Re: [Exim] remote delivery process count got out of step

Top Page
Delete this message
Reply to this message
Author: Philip Hazel
Date:  
To: Bernhard Erdmann
CC: exim-users@exim.org, frank
Subject: Re: [Exim] remote delivery process count got out of step
On Wed, 28 Aug 2002, Bernhard Erdmann wrote:

> 2002-08-28 12:18:54 17jzuY-0000Og-00 <= be@???
> H=apollo.berdmann.de [192.168.1.2] P=esmtp S=4512
> id=E17jzuY-0001Lb-00@???
> 2002-08-28 12:18:55 17jzuY-0000Og-00 remote delivery process count got
> out of step
>
> It happened using Exim 3.35 on Linux 2.4.19.

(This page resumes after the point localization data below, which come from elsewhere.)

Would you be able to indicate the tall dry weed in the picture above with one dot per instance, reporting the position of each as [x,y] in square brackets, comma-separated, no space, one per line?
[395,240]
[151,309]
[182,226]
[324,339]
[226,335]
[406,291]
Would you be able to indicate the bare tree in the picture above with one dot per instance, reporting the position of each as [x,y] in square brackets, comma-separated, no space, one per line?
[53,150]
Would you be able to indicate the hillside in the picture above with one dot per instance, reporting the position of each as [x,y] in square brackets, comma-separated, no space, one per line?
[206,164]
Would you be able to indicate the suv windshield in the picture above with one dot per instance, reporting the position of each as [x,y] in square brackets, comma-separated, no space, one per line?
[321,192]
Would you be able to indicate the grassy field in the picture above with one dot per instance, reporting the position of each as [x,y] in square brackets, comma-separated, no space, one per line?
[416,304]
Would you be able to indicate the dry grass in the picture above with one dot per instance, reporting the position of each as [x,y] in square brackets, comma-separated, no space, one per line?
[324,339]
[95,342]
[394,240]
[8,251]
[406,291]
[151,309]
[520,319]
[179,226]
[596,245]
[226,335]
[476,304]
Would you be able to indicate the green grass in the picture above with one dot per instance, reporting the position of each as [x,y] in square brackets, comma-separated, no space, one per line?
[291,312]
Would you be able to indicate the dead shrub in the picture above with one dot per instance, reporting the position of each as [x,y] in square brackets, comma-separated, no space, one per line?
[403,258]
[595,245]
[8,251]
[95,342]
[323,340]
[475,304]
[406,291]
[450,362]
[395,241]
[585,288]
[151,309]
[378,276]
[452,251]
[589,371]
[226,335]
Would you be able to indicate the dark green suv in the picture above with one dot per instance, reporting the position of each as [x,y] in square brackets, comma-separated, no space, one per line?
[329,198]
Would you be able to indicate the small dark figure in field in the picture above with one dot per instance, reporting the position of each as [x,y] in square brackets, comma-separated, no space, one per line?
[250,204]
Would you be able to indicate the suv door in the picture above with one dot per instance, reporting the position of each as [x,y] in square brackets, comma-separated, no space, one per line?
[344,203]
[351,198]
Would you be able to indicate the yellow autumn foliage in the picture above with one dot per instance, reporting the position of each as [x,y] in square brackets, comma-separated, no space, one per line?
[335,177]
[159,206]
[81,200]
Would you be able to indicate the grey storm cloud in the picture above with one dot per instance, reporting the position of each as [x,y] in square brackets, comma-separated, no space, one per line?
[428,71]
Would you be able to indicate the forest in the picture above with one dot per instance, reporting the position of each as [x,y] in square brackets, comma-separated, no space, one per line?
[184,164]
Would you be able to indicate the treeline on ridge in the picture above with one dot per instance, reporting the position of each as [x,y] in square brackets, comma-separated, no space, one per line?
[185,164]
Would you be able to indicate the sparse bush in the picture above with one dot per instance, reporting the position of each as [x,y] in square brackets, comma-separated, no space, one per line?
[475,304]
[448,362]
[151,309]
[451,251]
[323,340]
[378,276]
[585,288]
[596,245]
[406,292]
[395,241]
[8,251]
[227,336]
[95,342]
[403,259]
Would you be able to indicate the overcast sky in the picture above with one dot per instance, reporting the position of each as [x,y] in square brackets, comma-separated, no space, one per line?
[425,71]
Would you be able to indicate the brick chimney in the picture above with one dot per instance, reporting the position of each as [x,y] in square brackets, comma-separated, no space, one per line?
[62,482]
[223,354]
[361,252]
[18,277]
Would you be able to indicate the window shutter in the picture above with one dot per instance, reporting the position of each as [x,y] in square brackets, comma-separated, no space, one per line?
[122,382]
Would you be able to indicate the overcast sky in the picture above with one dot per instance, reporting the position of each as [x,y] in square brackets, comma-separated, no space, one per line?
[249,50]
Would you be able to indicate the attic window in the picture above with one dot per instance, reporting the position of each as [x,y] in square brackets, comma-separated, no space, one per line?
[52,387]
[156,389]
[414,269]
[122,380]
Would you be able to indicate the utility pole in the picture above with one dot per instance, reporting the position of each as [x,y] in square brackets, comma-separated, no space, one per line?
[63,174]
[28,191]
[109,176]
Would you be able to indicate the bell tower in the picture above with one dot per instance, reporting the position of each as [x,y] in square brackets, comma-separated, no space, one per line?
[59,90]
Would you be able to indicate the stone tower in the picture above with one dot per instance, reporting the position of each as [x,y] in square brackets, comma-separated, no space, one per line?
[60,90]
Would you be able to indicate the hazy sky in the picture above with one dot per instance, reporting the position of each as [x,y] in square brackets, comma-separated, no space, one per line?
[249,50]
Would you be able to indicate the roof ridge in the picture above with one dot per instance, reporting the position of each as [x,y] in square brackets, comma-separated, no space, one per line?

This was a problem that was reported and fixed for AIX. It is all
concerned with signalling the end of a child process to the parent. In
Exim 4.05 the following change was made:

 6. On systems where SA_NOCLDWAIT is defined, changed from using signal(
    SIGCHLD, SIG_DFL) to using sigaction(), with flags explicitly set zero, to
    ensure that SA_NOCLDWAIT is definitely off. This fixes a bug in AIX where
    subprocesses were disappearing without being turned into zombies for Exim
    to reap. There was a previous report of the error "remote delivery process
    count got out of step" on a Linux box that was never resolved. It is
    possible that this change fixes that too.


I never had any confirmation that it did fix the Linux problem, but
nobody else has reported it, until today.

> What does "remote delivery process count got out of step" mean?


It means that the main Exim process thought it had one or more
subprocesses running, but when it came to wait for them, the operating
system told it that it had no children.

[There was a later similar problem that showed up under Linux when Exim
was being straced. This is fixed for 4.11, but unless you are stracing,
it isn't relevant.]

--
Philip Hazel            University of Cambridge Computing Service,
ph10@???      Cambridge, England. Phone: +44 1223 334714.